Phospholipid bilayers of lateral dimensions ∼165 × 172 Å and ratios of 0:1, 1:8, 1:5, 1:3, 1:2, and 1:1 acidic lipid (phosphatidylserine) to neutral lipids (phosphatidylcholine) were built as described in previous work (30, 33-37, 39, 47). In vivo, the distribution of acidic lipids is known to be asymmetric across the bilayer, and following previous studies (30, 33, 35-40, 48, 49), we assume that all of the phosphatidylserine is located on the cytosolic leaflet of the rod outer segment membranes. Except where specified otherwise, in our calculations we used bilayers with a ratio of 1:2 phosphatidylserine/phosphatidylcholine; this ratio has been assumed to be a reasonable approximation for the lipid composition facing the transducin under physiological conditions (30), and indeed, as shown in Fig. 4 and discussed below, this membrane composition is representative of the wider range of possible compositions. As in previous work, we assume that the bilayer does not change structure or position when it interacts with the protein (see Ref. 30).
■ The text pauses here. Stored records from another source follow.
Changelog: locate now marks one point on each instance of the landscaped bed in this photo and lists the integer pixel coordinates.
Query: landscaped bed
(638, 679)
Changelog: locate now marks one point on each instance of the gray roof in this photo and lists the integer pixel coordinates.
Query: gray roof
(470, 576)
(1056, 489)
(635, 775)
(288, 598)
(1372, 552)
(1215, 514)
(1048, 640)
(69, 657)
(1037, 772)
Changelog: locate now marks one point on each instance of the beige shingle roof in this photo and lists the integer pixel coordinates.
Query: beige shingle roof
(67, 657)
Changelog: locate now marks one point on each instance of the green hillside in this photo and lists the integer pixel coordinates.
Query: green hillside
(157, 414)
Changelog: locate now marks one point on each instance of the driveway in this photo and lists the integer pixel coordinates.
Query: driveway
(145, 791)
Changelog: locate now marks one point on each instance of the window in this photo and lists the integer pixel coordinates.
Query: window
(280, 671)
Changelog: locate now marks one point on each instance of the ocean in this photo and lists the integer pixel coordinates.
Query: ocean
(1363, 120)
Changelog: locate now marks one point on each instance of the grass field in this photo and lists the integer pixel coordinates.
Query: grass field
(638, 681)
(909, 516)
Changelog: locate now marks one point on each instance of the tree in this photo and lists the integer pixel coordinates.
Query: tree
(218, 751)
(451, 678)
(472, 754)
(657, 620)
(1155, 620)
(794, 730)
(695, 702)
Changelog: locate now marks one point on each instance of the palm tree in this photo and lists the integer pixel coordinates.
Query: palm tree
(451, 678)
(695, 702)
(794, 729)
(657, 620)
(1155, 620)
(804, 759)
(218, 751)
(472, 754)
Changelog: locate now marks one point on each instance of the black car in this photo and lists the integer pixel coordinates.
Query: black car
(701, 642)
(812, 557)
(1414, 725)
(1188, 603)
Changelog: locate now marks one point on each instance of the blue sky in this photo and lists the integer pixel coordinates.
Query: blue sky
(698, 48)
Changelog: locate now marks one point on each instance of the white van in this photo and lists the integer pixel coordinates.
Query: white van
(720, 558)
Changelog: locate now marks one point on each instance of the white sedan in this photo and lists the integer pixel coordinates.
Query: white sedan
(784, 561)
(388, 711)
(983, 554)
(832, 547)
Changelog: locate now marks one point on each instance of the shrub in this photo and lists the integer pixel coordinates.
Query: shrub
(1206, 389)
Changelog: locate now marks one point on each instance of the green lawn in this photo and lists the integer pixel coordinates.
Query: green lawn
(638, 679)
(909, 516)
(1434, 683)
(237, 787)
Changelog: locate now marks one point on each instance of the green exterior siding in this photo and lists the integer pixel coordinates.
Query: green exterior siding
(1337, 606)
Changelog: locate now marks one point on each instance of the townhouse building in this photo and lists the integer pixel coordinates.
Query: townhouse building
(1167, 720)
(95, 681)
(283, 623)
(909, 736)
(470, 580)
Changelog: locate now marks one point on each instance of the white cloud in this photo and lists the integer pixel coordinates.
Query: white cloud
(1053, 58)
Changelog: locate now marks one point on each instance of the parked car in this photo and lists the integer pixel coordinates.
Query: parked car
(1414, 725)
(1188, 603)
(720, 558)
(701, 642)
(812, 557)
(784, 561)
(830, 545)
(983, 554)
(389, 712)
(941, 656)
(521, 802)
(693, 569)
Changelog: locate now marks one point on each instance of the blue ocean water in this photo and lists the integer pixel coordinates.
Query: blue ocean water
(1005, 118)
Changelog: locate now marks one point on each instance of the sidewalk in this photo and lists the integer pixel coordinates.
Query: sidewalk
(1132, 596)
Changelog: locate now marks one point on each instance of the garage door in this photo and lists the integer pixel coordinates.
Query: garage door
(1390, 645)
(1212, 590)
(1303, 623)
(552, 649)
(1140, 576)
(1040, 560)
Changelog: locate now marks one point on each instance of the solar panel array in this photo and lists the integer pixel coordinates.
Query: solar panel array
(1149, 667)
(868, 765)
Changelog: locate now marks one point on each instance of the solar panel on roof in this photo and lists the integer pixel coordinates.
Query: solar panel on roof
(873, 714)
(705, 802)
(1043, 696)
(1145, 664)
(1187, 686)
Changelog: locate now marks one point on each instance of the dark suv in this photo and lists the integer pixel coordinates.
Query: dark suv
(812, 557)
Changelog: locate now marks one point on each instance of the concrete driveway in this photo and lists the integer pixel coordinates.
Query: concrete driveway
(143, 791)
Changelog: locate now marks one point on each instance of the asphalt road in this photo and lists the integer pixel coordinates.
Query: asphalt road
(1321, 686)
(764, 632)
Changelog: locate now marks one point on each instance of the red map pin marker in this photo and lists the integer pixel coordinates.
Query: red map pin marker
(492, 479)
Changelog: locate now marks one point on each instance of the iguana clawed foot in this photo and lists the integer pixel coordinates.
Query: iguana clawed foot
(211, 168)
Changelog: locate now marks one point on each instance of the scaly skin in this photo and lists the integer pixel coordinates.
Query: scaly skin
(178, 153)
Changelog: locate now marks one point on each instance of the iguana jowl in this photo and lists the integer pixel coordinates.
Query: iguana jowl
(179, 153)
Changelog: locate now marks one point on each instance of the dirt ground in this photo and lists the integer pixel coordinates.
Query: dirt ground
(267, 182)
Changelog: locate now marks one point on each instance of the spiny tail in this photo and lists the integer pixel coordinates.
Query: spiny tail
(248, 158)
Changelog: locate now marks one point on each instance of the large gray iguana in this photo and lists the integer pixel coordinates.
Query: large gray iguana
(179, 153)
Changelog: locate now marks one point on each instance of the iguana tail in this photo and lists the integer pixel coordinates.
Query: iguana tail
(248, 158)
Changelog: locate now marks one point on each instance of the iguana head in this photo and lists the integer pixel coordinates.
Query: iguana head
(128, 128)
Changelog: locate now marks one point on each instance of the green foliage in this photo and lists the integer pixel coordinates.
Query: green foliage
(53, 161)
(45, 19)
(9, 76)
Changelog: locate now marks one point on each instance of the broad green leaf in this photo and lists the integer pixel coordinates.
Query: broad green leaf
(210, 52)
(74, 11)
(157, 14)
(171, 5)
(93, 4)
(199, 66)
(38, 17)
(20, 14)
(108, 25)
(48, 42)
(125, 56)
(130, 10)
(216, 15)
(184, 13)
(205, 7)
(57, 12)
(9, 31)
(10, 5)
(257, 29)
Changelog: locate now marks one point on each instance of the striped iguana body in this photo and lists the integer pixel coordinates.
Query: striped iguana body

FIGURE 4. — **Dependence of transducin-membrane electrostatic interactions on membrane composition.** Calculation of the electrostatic free energy of interaction of different G_t states with bilayers of different acidic lipid composition. The *vertical dashed line* marks the lipid composition used in most calculations here (33% acidic lipids), whereas the *two vertical dotted lines* mark the range of possible lipid compositions facing transducin in rod outer segment disks (see text for details).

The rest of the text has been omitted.